Feels good to be back here, a number of others have returned, but there is much to be done until the curtain goes up on May 15. [so much to be done, gently reader that this is kind of late…]

Grand Canyon-South Rim















The canyon is the canyon, a vast sculptured reverse mountain of colors and crags, the South Rim is a different view of it, and the best part of this side is that it is madly developed, the great old lodge, El Tovar, all dark shingles,



the rustic Bright Angel Lodge and cabins,



and several other more modern accommodations. Many more people working here, maybe even 10 times as many, more snack bars, and more parking and way more people even on this early spring day. This is a theme park, well done but still a theme park.



The things I really came to see are the oldest buildings, especially those by Mary Colter. The Santa Fe RR and Mr. Fred Harvey were the big movers in developing the South Rim, and you can still take the train from Williams, today a vintage stainless Budd car train with a big silver diesel. We pass on what appears to be a featureless train ride from a scenery point of view, the only thing fun would be to see the interiors of the cars, big bucks for even a cheap ticket.


El Tovar predates the national park rustic, it is shingle style, but Bright Angel Lodges and the train station are all of logs. Mary Coulter’s four buildings are all of stone, meticulous copies of the Sinagua walls of local stone, unfinished rough and often with small elements that mimic ruins or even petroglyphs. She took seriously the directive that the buildings look as though they predated the white man.




Hopi house is a pueblo from the outside, complete with upper layers and ladders, and a few small windows. Inside it is full of gifts, but of a really high caliber including a lot of pawn silver that I long for.
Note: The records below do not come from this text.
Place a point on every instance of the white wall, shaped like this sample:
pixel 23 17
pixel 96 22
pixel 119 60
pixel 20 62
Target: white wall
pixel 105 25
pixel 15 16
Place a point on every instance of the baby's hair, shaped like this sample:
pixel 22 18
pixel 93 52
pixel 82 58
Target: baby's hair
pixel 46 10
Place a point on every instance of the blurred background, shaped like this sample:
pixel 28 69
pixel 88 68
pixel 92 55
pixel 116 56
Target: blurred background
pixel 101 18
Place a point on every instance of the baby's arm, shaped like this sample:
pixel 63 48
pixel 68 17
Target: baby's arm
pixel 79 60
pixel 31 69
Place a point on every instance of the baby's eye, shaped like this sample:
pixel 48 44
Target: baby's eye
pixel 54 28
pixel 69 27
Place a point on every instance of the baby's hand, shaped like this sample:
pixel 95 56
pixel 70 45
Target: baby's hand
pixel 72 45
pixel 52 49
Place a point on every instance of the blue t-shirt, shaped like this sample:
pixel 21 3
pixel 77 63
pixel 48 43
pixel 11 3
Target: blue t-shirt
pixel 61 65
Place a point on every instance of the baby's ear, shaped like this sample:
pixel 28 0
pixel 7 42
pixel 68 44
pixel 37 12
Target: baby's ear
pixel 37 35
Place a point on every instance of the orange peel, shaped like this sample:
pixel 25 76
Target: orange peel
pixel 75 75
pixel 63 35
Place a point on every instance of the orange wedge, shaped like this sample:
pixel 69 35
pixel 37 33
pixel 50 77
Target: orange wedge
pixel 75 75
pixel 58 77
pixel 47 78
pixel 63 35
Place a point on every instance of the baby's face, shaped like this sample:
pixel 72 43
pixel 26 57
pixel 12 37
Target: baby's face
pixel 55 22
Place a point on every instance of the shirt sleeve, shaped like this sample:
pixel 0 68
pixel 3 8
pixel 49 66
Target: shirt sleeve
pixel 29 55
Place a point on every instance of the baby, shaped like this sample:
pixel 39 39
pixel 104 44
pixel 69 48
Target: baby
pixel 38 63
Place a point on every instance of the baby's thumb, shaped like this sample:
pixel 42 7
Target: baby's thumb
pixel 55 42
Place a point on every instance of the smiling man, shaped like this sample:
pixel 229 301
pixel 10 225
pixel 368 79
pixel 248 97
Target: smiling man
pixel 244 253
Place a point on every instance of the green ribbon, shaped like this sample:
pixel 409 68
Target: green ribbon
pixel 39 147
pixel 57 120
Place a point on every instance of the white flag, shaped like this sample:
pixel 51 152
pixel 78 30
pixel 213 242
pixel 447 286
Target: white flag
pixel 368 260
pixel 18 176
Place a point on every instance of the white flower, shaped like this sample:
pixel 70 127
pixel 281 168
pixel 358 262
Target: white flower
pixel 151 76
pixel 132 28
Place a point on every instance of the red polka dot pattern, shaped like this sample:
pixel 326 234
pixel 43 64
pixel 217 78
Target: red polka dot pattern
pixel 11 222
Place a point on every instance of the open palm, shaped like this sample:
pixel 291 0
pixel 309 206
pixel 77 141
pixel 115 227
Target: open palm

Next, going west is the stone Fred Harvey gift shop, hanging over the edge of the rim, with two porches that let me feel safe enough to look over, except for a rock chimney; it could be an ancient dwelling.


All the way out west where you have to take a bus, is Hermit’s Rest. A small rustic stone guest house set into the hillside.


The center room has a fireplace that is a great 7’ arch, like Soleri’s naves, and two side rooms that were bedrooms. This quiet intimate little building is a treat, nice to imagine coming out here by van and being left in solitude for a few days.




The best of Mary’s buildings and really the best of the whole South Rim is her Desert Watchtower, all the way on the eastern end of the park part of the rim.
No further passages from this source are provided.